Inflation has been the leading topic of conversation among market watchers for some time now.  I do not think inflation will derail the stock market.  Inflation is inherent in any growing economy; it is also a hot button.  We are seeing increased inflation figures due to the numerous reopening (transitory) pressure points leading to price spikes in used cars, airfare, hotels, transportation, and warehousing and we will also see these normalize.  Separately, though not widely acknowledged, one of the best asset classes to navigate the threat of inflation are common stocks. 

Patience will be important here, as the labor market slowly gets back on its feet.  Fair wages and working from home will be cumbersome for the old guard to step forward and address.  Office occupancy rates remain in the 30-40% range.  The rate of vaccination (appaling in some areas) is important, as is the gradual re-start of global supply chains.  The pandemic is global and far more present in certain communities and countries around the word, causing economic friction.  Unfortunately, fewer people are promoting and adopting mask wearing and the recent surge in COVID case counts in the US is concerning. 

We ought to expect some increased volatility in stock prices: there has not been significant drop since September 2020 when the S&P 500 dropped over 10%.  The issues at hand then related to uncontrolled waves of the pandemic, fears over the upcoming election, and the general state of the economic recovery.  Today, the delta variant is looming, fiscal and monetary policy are diminishing as drivers, and there is an obsession relating to Federal Reserve policy and inflation.  The point is, the market has been complacent, and that’s often worth heeding.

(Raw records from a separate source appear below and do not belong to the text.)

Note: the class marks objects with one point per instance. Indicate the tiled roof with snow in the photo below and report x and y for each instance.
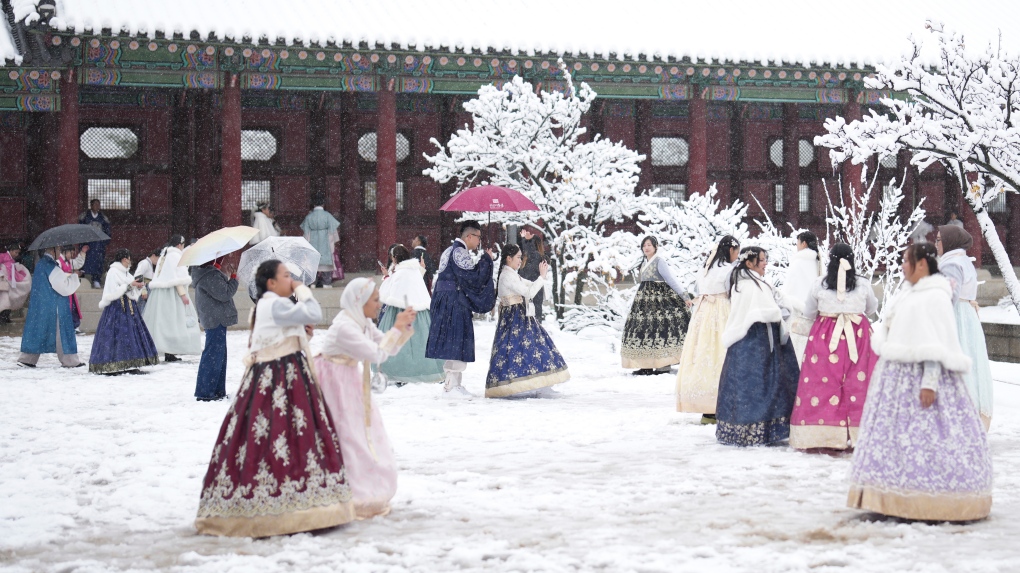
(795, 32)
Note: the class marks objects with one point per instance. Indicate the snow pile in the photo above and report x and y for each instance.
(104, 473)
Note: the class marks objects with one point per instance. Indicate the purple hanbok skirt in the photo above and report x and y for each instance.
(920, 463)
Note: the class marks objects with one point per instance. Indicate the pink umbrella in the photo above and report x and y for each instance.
(489, 198)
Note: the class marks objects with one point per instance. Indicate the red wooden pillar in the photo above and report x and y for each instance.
(68, 185)
(231, 153)
(791, 164)
(852, 173)
(386, 172)
(698, 167)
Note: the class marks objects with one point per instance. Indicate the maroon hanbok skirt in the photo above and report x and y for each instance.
(276, 466)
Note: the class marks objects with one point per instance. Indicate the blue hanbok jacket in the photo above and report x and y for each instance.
(462, 287)
(48, 310)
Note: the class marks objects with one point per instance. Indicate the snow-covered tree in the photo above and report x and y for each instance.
(877, 238)
(963, 112)
(532, 142)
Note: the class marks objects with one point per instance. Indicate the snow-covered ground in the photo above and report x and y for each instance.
(103, 474)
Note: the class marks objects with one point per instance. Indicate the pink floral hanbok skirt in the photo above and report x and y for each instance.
(831, 388)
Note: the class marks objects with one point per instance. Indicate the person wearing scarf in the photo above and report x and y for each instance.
(701, 361)
(276, 467)
(350, 348)
(922, 452)
(758, 382)
(837, 360)
(657, 323)
(952, 244)
(122, 343)
(15, 282)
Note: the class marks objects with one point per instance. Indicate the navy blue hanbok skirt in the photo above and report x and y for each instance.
(757, 388)
(121, 342)
(524, 357)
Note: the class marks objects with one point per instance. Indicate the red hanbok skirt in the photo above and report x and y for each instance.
(276, 466)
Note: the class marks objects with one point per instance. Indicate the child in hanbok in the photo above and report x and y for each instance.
(169, 313)
(352, 345)
(802, 274)
(524, 357)
(654, 331)
(954, 263)
(701, 360)
(922, 452)
(122, 343)
(276, 467)
(758, 382)
(405, 288)
(838, 361)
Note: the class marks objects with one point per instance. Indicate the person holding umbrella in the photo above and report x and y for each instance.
(48, 327)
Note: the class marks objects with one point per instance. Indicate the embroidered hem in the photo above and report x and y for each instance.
(122, 365)
(526, 383)
(921, 506)
(268, 525)
(758, 433)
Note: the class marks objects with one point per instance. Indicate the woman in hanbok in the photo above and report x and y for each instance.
(122, 343)
(524, 357)
(701, 361)
(352, 345)
(758, 382)
(803, 272)
(169, 314)
(838, 361)
(276, 467)
(922, 453)
(954, 263)
(15, 282)
(654, 331)
(405, 288)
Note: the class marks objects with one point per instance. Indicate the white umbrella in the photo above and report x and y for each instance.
(217, 244)
(294, 250)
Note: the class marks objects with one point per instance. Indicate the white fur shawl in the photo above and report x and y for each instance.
(118, 281)
(168, 274)
(750, 304)
(920, 325)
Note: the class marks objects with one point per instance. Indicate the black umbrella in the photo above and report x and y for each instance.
(67, 235)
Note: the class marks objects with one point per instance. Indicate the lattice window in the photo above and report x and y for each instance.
(108, 143)
(367, 146)
(369, 196)
(806, 153)
(113, 195)
(674, 192)
(254, 192)
(670, 152)
(257, 145)
(775, 153)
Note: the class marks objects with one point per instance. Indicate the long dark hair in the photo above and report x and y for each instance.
(925, 251)
(721, 257)
(812, 241)
(509, 250)
(743, 270)
(265, 271)
(840, 251)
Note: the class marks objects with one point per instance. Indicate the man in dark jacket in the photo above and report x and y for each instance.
(214, 304)
(420, 245)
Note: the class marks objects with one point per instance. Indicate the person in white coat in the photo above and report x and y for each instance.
(169, 314)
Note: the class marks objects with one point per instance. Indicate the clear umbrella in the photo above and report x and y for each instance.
(294, 250)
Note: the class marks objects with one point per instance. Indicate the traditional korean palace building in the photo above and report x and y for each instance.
(180, 129)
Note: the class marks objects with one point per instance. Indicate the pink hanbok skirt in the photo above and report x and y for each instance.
(368, 459)
(831, 388)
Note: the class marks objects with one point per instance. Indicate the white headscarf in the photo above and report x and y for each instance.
(356, 294)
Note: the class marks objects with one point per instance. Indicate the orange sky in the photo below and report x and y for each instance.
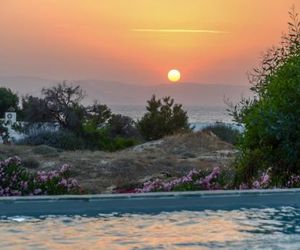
(138, 41)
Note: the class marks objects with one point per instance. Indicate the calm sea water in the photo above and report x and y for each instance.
(270, 228)
(199, 116)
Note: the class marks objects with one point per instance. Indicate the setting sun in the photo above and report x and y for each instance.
(174, 75)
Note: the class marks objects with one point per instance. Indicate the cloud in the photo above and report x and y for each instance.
(181, 31)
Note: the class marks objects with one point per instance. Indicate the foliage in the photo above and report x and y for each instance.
(16, 180)
(45, 150)
(194, 180)
(35, 110)
(63, 103)
(61, 139)
(4, 134)
(122, 126)
(100, 138)
(163, 117)
(272, 121)
(225, 132)
(8, 100)
(98, 114)
(30, 163)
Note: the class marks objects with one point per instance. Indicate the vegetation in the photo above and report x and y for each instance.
(16, 180)
(8, 100)
(271, 141)
(163, 118)
(62, 139)
(225, 132)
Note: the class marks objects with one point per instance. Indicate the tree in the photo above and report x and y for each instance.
(8, 99)
(98, 114)
(163, 117)
(271, 140)
(64, 104)
(122, 126)
(35, 110)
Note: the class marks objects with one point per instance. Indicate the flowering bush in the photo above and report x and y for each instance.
(16, 180)
(197, 180)
(194, 180)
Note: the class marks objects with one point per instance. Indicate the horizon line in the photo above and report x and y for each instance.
(180, 31)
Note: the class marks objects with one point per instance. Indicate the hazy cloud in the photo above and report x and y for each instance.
(181, 31)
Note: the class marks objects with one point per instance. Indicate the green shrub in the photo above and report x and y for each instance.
(16, 180)
(45, 150)
(225, 132)
(31, 163)
(163, 118)
(101, 139)
(271, 140)
(59, 139)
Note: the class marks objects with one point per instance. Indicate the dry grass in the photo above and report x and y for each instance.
(101, 171)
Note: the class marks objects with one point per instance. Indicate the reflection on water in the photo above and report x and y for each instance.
(238, 229)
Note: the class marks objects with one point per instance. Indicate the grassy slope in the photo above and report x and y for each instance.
(101, 171)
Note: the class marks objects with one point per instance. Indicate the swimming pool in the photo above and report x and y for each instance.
(246, 220)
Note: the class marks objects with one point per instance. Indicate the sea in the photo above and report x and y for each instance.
(199, 116)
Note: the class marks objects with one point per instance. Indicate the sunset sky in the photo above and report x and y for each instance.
(138, 41)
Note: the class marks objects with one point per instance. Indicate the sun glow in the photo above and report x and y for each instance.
(174, 75)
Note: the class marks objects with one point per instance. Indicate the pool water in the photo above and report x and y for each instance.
(269, 228)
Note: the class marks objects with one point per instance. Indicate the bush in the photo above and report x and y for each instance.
(45, 150)
(16, 180)
(122, 126)
(31, 163)
(100, 139)
(225, 132)
(8, 100)
(60, 139)
(271, 141)
(163, 118)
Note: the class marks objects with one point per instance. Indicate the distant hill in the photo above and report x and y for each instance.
(116, 93)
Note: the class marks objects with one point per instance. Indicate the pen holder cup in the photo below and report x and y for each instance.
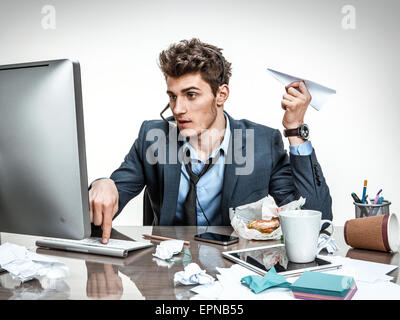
(369, 210)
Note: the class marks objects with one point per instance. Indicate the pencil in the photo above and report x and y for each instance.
(150, 236)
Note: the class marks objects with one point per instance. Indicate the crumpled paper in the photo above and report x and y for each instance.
(264, 208)
(330, 246)
(192, 274)
(271, 279)
(24, 265)
(166, 249)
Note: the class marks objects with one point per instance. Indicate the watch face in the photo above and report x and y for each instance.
(304, 131)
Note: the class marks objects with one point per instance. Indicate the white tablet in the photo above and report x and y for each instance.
(262, 259)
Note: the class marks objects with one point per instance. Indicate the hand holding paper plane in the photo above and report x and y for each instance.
(318, 92)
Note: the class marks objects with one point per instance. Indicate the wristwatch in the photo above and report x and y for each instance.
(303, 132)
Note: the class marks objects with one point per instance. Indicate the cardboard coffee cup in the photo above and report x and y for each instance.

In my opinion, interest rates will remain low for some time, with the Federal Reserve well aware of the challenges the economy faces.  Focus remains on quality growth stocks – ones that can bring above-market growth, earnings, and continued innovation to the table in what may be a continuation of a declining growth and lower inflation marketplace.  I also think there is an extended trade in reopening stocks, which will benefit the most from the eventual normalization of the global economy.  We are putting more emphasis on stocks with longer term sustainability and ESG criteria.

Please feel free to check in if we have not been in touch recently.  We do try and respect your summer holiday and family time, but we are here if you need us.

Bruce Hotaling, CFA
Managing Partner

The views and opinions stated herein are those of Bruce Hotaling, are as of this date, and are subject to change without notice. Information contained in this report was received from sources believed to be reliable, but accuracy is not guaranteed. Investments are subject to market risk, including the possibility of loss of principal. Past performance does not guarantee future results. The S&P 500 is an unmanaged index of 500 widely held stocks. Investors cannot invest directly in an index. The PE ratio (price/earnings) is a common measure of relative stock valuation. This note contains forward-looking statements, predictions and forecasts (“forward-looking statements”) concerning our beliefs and opinions in respect of the future. Forward-looking statements necessarily involve risks and uncertainties, and undue reliance should not be placed on them. There can be no assurance that forward-looking statements will prove to be accurate, and actual results and future events could differ materially from those anticipated in such statements.